Introduction People with severe asthma experience unpredictable daily symptoms requiring an intense treatment regimen impacting on health-related quality of life (QoL). Sexuality contributes to this, yet there is a dearth of research exploring intimacy in people with severe asthma. We aimed to explore the patient’s perception of the impact of severe asthma on intimacy, establish their information needs and their perceived role of the healthcare practitioner.

Methods We have performed a qualitative study guided by Interpretive Phenomenological Analysis. We interviewed patients diagnosed with severe asthma recruited from a dedicated clinic using purposive sampling. Interviews were audio recorded and transcribed verbatim. Using thematic analysis, the data were analysed for emergent themes.

Results The nine interviews provided unique and detailed insights into their perspectives on how living with severe asthma impinges on sexual intimacy.
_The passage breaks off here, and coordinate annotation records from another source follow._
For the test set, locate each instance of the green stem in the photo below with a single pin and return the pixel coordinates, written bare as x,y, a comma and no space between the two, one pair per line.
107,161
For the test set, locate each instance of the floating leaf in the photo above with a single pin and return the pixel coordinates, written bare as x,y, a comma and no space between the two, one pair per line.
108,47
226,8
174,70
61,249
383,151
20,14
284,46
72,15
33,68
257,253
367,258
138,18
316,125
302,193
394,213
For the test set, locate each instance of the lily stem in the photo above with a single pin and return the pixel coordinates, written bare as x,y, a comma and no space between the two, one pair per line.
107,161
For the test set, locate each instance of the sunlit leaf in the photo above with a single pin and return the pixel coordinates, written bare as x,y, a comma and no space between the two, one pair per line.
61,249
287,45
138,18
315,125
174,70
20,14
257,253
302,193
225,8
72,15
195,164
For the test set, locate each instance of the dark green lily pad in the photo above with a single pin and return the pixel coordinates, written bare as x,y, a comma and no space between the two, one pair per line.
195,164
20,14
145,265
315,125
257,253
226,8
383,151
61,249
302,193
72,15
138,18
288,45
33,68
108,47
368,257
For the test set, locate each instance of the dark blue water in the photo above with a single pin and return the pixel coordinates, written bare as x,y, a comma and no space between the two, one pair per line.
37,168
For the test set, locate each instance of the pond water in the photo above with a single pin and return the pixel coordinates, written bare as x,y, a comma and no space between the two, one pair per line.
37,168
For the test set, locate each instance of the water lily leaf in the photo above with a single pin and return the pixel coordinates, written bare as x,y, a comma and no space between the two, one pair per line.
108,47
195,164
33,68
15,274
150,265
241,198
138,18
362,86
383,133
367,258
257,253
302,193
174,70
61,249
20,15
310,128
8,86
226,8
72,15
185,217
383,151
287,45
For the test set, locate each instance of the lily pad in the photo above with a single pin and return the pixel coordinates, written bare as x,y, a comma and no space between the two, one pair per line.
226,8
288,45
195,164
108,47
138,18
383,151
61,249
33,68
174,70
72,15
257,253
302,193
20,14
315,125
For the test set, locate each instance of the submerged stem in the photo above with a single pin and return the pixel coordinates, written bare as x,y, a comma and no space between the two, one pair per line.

Four superordinate themes emerged: (1) ‘Physical intimacy’: including disclosure of physical limitations of severe asthma on intimacy; (2) ‘Emotional intimacy’: the cyclical impact of the often-negative emotional struggle of living with severe asthma on relationships; (3) ‘The role of the healthcare professional’: a perceived failure of healthcare professionals (HCPs) to tackle sexual intimacy in consultations and (4) ‘Image of self’: the reported struggle to deal with negative body image and confusion regarding changing relationship roles.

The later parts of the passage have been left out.